Sally is a controller for a large privately held company. After fourteen years of service and completion of every assignment and development activity she was offered, she was passed over for a long-desired promotion to CFO. She was considered for the position, yet ultimately an outside candidate was selected. The CEO of the company offered her a substantial raise when he shared the news of the hire. He wanted her to stay on yet did not offer no explanation as to why she wasn’t selected for the CFO job.
Sally shared this story with me over coffee, saying she had lost her passion for her job. She felt like the wind had been taken out of her sails. Because her reviews were stellar, she was left wondering why she had been passed over for this promotion.
After offering several statements of empathy that seemed to miss the mark with her, I finally hit the one that summed it up for her: the substantial raise wasn’t commensurate with the hurt she felt when she wasn’t provided an explanation. Money was not able to rebuild her spirit. The fact that money was offered as the motivation to stay completely missed the mark.
After morning coffee with Sally I headed out to walk with an old friend, Sarah, who had just returned from a long weekend with her son and husband. They had traveling to a long-awaited appointment to meet a Beluga Whale. Sarah was responsible for navigating the family on this expedition. They got lost on the way to the appointment. Her son and husband teased her about having no sense of direction. The teasing kept on until they arrived one hour late to their appointment. They missed the orientation for meeting the whale, so they had to return the next day for the opportunity to commune with the whale. This delay coupled with the teasing reduced her to tears.
Her husband hugged her and encouraged her son to do the same. Both son and husband offered the hug in apology. A day later, Sarah was still stinging from some of their remarks about her lack of navigational skill.
Once again I tried several empathetic responses to no avail. I felt compelled to ask is it bothering you that the apology felt short of the hurt you felt?
She said yes! That is it exactly!
I asked what you would have liked your family to say or do? She had some very specific items including acknowledging how important and how hard she worked to make that day a possibility.
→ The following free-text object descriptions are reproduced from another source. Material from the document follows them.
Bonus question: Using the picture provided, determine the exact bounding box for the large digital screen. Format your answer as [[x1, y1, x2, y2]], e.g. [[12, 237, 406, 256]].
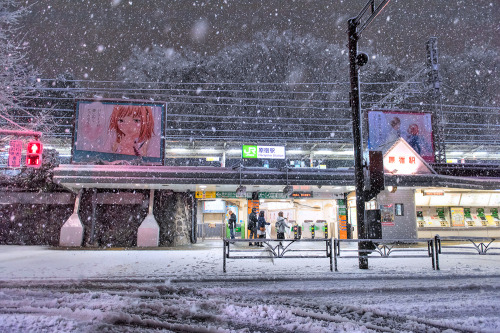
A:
[[72, 100, 166, 164], [368, 110, 435, 162]]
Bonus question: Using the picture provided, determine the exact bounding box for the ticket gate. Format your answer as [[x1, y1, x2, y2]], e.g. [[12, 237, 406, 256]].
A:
[[302, 220, 313, 238], [313, 220, 328, 239], [292, 224, 302, 239], [225, 221, 245, 238]]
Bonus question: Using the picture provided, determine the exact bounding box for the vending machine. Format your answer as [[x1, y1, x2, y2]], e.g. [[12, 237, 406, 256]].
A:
[[463, 208, 480, 227], [436, 208, 450, 227], [419, 207, 448, 227], [487, 208, 500, 226], [475, 208, 488, 227], [416, 211, 425, 228]]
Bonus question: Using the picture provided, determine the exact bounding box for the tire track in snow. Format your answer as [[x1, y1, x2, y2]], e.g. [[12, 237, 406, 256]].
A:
[[0, 277, 498, 332]]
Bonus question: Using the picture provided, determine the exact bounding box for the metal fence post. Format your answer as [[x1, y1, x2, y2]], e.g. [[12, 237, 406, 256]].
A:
[[223, 239, 227, 273], [434, 235, 440, 270]]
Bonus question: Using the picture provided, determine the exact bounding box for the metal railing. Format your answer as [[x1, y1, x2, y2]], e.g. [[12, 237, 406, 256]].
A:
[[222, 238, 333, 273], [223, 236, 500, 273], [434, 235, 500, 270], [334, 238, 436, 271]]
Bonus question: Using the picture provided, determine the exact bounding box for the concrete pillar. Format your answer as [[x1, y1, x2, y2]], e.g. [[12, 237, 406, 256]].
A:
[[59, 190, 84, 247], [137, 189, 160, 247]]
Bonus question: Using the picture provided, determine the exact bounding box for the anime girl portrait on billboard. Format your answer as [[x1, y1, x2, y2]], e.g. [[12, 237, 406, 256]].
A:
[[367, 110, 435, 162], [73, 100, 165, 164], [108, 105, 155, 157]]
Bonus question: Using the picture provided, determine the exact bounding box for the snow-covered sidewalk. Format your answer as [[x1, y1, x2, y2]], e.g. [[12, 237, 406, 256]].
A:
[[1, 242, 499, 332]]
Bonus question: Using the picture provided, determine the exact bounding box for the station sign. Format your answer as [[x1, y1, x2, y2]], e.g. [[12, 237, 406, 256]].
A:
[[383, 138, 435, 175], [195, 191, 216, 199], [242, 145, 285, 159]]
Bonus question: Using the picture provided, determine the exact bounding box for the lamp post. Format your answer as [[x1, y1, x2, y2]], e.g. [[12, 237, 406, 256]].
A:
[[347, 0, 392, 269]]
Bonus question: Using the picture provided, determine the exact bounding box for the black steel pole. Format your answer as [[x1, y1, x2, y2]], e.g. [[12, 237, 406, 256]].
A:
[[348, 18, 368, 269]]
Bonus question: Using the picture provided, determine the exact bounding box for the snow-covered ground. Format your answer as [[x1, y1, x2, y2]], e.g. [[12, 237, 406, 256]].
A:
[[1, 241, 499, 332]]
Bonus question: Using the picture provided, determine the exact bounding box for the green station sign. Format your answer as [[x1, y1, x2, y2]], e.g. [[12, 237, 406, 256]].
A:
[[242, 145, 285, 159]]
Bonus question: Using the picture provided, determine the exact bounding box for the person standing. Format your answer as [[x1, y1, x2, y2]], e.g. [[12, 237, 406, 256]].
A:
[[406, 123, 423, 155], [248, 207, 258, 246], [385, 116, 401, 145], [228, 210, 237, 240], [256, 211, 270, 247], [275, 211, 291, 240]]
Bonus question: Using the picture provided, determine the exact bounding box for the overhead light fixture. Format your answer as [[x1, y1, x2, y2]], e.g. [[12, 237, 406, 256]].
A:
[[283, 185, 293, 196], [313, 150, 334, 155], [169, 148, 188, 153], [199, 148, 217, 153], [332, 150, 355, 155], [387, 186, 397, 193]]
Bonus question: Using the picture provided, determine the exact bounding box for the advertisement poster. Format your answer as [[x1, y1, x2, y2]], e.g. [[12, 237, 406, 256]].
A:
[[368, 110, 435, 162], [450, 207, 465, 227], [73, 100, 165, 164], [380, 204, 395, 226]]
She was looking for a distraction to the pain she was feeling and not the teasing or a hug.
Later that day I reflecting on my conversations with Sally and Sarah, I found myself wondering about the emotional bank account concept. I had been exposed to the concept of the emotional bank account at a Stephen Covey workshop. I remember that you must make deposits that are equal to the withdrawals we make in our relationships. What occurred to me in both Sally and Sarah’s story is that not only did they want commensurate responses or deposits but they also wanted them in a different “currency” than they were given. The raise or the hugs were not enough and not the right form of deposit.
We must remember to not only to keep our deposits and withdrawals in mind in our emotional bank accounts but to also make sure we are depositing currency that the person accepts.
I’m curious: what is your experience? Does an apology have to be equal to the offense or both equal and in the right form? When someone makes a withdrawal from your account do you have a specific “currency” in mind for replenishing the relationship?
Wow, Amy - lots of rich stuff here! I think we do have “currency” repayments in mind when withdrawals have been made from our emotional bank account. The secret sauce is in communicating that to others since most people aren’t very good at reading our minds. If we don’t say anything, most people aren’t perceptive enough or are in too big a hurry to notice.